Forum Gry Hobby Sprzęt Rozmawiamy Archiwum Regulamin

Forum: Cudze chwalimy, swego nie szanujemy...

08.05.2011 17:10
udri
1
udri
51
dybuk

Cudze chwalimy, swego nie szanujemy...

Ostatni tydzień spędził u mojej ciotki w Niemczech i z wielką przyjemnością stwierdzam, że w Polsce żyje się o wiele lepiej. Pomimo tego, że drogi są dziurawe, produkty są droższe i gorsze, ludzie to chamy, a ogólny standard życia jest gorszy, to i tak życie jest tu znacznie przyjemniejsze. My, naród narzekaczy, psioczymy na swój kraj z ogromną niewiedzą i brakiem doświadczeń z innych krajów. Nie potrafimy docenić chociażby własnych produktów spożywczych stawiając coraz to większe budy z fast-foodem. Przyznam, że tu za mniejsze pieniądze można się o wiele lepiej wyżywić niż w Niemczech, gdzie dosłownie wszystko, nawet warzywa są opakowane w plastik i dostępne tylko w Lidlu, Aldi czy jakimś innym supermarkecie gdzie jakość jest, powiedzmy nie najlepsza. Zacznijmy doceniać siebie i swoje produkty :)

Taki tylko temacik na niedzielną nudę.

08.05.2011 17:12
👍
2
odpowiedz
zanonimizowany580751
33
Generał

zgadzam sie z [1]

08.05.2011 17:13
3
odpowiedz
zanonimizowany775707
0
Generał

Ale odkrycie zrobiłeś. To, że u nas żarcie jest lepsze niż np. w Niemczech, to żadna prawda objawiona. Poza tym tam też można kupić dobre żarcie, choćby z Polski. A u nas też wiele osób żre byle co z Biedaronki... Per saldo jednak u szkopów jest lepiej.

08.05.2011 17:15
szymon_majewski
4
odpowiedz
szymon_majewski
114
Legend

No wreszcie ktos rozumny sie znalazl :P

Chociaz biorac na celownik cytat:

Pomimo tego, że drogi są dziurawe, produkty są droższe i gorsze, ludzie to chamy, a ogólny standard życia jest gorszy

Co do pierwszego no to trudno, trzeba sie zgodzic.

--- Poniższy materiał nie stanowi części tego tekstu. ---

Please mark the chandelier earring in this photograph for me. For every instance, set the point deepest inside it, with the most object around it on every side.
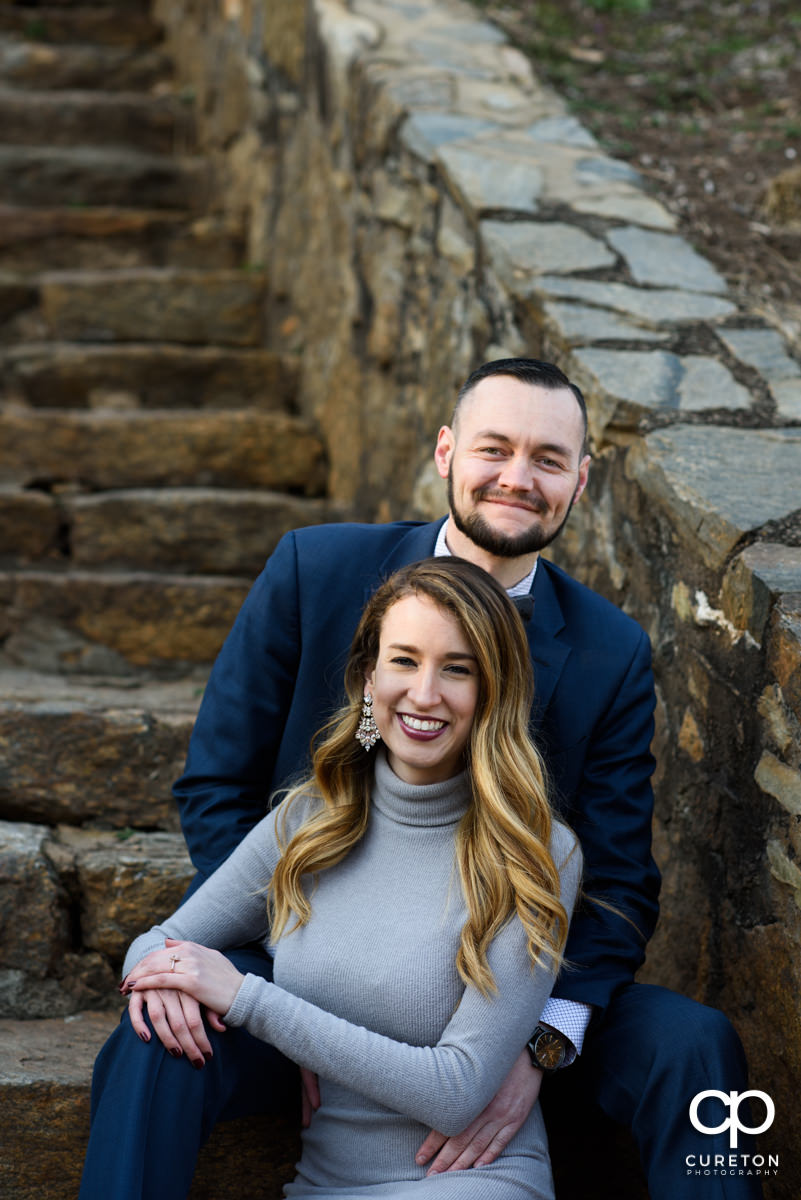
(367, 733)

Co do drugiego to bzdury pleciesz. Co do trzeciego to wszedzie sa, wiec tu wykazujesz sie tylko tym co napisales w nastepnym zdaniu. A co do czwartego to tylko kwestia burzujstwa, bo mnie w niczym nie przeszkadza moj blok i moj skromny pokoik a takze okolice mojego domu.

08.05.2011 17:16
kaganpwnz
😐
5
odpowiedz
kaganpwnz
43
Generał

.

08.05.2011 17:16
udri
6
odpowiedz
udri
51
dybuk

Nie widziałem nawet jednego sklepiku osiedlowego, ani nawet pomidora nie w opakowaniu plastikowym w sklepach we Frankfurcie. Tak btw to te pomidory nawet tanie :P

kaganpwnz - a dlaczegóż to usunąłeś swojego ciekawego posta?

08.05.2011 17:43
7
odpowiedz
zanonimizowany469959
41
Konsul

nawet warzywa są opakowane w plastik

A co jest w tym złego? To jest ostatni trend, który już dociera do Polski. Rolnicy wydają kupę kasy właśnie na myjki, pakowaczki itd. To właśnie do tych paczek trafiają te najładniejsze warzywa.

08.05.2011 17:52
8
odpowiedz
Dessloch
257
Legend

ponarzekal, ze narzekamy... a to paradoks.
narzekasz na to ze Polacy narzekaja. I czym sie roznisz od tych ludzi, o ktorych piszesz?

08.05.2011 17:59
pablo397
9
odpowiedz
pablo397
137
sport addicted

dostępne tylko w Lidlu, Aldi

to wystarczy za komentarz.

a jak chcesz porownywac jakosc produktow to porownaj jakosc i wydajnosc chemii domowej (proszki, płyny itp), nie wspominajac o slodyczach czy towarach luksusowych.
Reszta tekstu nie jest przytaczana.